Other examples from the last decade of unraveling terrorist activities include a construction and plumbing company, a used car dealer and workshop, a fishing business, and a manufacturing company. Even professional services-oriented businesses are not charmed against being employed by terrorist groups. There are examples where they operated investment companies and even a corporate audit firm.
Comparing terror groups with European ones, there are certain similarities. For example, the Provisional IRA and Loyalist groups in Northern Ireland both legally operated drinking clubs or pubs. Or at least, they were operated legally later on, when they obtained proper licenses for them and reported their income to the government. But they started-off as illegal businesses.
Illegitimate Sources
This bring us to the illegal and criminal sources of terrorist financing. On one way or the other, most terror groups rely on transnational crime. Transnational crime a global business valued at an average of 1.6 trillion US-Dollar to 2.2 trillion US-Dollar annually – and terrorist certainly have their shares in it.
To generate funds, some terrorist groups are involved in drug trade.

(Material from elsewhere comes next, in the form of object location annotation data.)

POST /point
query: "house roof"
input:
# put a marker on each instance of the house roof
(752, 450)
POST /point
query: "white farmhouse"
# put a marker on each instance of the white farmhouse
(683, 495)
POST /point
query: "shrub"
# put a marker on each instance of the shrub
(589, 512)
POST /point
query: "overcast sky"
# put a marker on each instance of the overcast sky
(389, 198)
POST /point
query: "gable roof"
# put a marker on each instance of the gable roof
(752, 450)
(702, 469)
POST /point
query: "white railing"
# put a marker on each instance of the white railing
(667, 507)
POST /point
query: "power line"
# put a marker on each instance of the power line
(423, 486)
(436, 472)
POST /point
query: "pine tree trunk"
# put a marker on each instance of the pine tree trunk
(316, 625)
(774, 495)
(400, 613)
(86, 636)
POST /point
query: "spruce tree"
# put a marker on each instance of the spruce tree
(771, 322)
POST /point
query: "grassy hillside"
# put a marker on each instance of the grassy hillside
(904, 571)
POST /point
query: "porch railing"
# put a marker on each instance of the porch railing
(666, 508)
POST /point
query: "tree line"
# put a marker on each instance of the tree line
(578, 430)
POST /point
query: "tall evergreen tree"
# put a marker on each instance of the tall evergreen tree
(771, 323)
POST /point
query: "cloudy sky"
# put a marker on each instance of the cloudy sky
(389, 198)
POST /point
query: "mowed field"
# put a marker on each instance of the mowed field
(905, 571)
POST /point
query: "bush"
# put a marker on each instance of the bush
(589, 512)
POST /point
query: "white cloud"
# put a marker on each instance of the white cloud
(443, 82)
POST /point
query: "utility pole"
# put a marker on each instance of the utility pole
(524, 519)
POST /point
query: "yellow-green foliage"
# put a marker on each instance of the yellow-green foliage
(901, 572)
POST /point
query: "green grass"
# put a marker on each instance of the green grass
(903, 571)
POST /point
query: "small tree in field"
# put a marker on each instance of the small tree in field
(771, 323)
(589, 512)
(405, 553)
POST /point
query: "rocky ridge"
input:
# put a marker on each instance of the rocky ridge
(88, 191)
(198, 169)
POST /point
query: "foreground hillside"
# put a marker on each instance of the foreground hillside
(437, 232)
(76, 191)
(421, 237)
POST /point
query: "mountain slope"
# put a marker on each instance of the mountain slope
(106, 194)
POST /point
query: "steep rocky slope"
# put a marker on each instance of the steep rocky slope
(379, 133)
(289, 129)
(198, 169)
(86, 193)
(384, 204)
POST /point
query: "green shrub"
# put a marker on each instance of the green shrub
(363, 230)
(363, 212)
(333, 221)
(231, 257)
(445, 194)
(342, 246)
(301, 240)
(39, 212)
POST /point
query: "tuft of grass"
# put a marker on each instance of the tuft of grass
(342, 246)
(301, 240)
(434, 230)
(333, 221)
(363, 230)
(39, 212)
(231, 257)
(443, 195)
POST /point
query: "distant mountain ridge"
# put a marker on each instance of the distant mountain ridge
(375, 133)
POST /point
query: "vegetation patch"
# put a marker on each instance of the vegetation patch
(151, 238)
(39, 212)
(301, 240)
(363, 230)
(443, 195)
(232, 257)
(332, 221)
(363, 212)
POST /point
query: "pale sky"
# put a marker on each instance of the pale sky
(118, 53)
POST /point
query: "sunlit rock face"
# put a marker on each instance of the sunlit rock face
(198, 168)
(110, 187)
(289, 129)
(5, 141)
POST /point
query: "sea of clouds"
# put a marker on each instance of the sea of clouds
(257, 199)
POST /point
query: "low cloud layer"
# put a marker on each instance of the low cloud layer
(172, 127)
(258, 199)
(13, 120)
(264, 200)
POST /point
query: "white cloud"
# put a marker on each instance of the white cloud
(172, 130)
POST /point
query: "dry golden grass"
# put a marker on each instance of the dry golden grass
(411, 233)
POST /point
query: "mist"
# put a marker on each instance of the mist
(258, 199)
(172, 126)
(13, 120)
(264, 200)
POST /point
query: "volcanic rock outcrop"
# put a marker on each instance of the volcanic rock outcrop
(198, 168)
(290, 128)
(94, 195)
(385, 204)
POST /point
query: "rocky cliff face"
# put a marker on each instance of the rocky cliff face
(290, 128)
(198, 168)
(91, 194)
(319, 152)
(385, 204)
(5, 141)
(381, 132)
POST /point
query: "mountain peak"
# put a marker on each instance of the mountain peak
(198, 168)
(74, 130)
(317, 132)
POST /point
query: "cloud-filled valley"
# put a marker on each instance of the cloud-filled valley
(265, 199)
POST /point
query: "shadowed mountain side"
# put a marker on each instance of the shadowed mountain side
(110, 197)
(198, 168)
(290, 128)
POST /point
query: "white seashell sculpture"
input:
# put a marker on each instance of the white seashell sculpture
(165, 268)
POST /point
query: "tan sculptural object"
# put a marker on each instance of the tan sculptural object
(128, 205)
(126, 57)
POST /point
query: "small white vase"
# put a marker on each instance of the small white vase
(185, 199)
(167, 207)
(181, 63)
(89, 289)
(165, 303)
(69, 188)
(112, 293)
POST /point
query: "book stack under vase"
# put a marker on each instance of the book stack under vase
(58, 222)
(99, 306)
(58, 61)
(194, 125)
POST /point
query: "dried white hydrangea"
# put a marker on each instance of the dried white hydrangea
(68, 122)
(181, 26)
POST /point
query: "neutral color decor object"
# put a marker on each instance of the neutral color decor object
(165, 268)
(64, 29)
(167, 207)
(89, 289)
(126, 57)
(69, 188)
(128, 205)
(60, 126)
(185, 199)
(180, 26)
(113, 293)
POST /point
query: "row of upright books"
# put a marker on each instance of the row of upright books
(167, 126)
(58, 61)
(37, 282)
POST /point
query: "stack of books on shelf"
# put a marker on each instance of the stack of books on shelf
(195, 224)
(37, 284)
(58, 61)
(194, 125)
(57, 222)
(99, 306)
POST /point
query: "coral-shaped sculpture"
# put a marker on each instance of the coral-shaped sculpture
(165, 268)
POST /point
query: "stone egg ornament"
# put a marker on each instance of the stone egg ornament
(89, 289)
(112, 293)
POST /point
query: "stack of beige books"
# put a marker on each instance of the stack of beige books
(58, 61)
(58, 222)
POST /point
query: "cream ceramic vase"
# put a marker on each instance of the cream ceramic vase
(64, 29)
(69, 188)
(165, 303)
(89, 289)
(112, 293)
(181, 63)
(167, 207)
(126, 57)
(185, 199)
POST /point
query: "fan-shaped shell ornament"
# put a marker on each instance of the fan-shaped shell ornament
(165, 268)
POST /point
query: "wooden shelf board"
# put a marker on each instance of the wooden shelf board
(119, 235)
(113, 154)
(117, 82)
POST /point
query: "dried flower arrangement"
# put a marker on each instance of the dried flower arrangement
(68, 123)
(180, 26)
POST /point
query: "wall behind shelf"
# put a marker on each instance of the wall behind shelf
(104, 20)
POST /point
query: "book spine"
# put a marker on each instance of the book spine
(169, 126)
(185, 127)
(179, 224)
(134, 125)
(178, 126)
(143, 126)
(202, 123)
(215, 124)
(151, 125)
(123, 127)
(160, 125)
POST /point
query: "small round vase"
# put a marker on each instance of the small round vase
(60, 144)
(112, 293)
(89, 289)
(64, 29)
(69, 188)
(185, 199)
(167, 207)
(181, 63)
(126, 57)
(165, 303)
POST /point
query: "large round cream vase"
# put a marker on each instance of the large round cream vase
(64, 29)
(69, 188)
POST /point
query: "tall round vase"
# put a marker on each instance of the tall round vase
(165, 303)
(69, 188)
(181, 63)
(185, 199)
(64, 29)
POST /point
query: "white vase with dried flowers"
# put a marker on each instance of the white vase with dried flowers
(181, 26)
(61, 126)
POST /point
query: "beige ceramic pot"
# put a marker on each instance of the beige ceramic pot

An estimated 80 percent of the drugs in Europe have some connection to terror groups. Certain terror groups are also involved in the smuggling of people from Asia into Europe.
Terrorist groups are also heavily involved in the smuggling of commodities. For terrorist groups, as for other money launderer, the appeal of gems and precious metals is that they are small, yet highly valuable, secure in their value, and hard to trace. Smuggling creates profitable opportunities in places with differential tax rates and is also applied by terrorist groups directly in countries they are subject to sanctions. In one case, a terror group member bought cigarettes in North Carolina, where the taxes were low, then sold them at a discount in Michigan, where taxes were higher. The scheme generated an estimated $3.7 million dollars over the course of several years, while at least a portion of the profits were sent back to the Middle East.
Read: Financial Crime Academy
Smuggling has also a history in terrorist groups originating in Europe. In one of the rather odd cases of smuggling, the Provisional IRA smuggled pigs across the Northern Ireland and Irish Republic border. The IRA openly exported the pigs to the British side of the border, collected an export subsidy of eight pounds per pig, then smuggled the pigs back into Ireland and repeated the whole operation with the same pigs. This produced $2 million in one year and, as one scholar notes, “some very tired pigs.”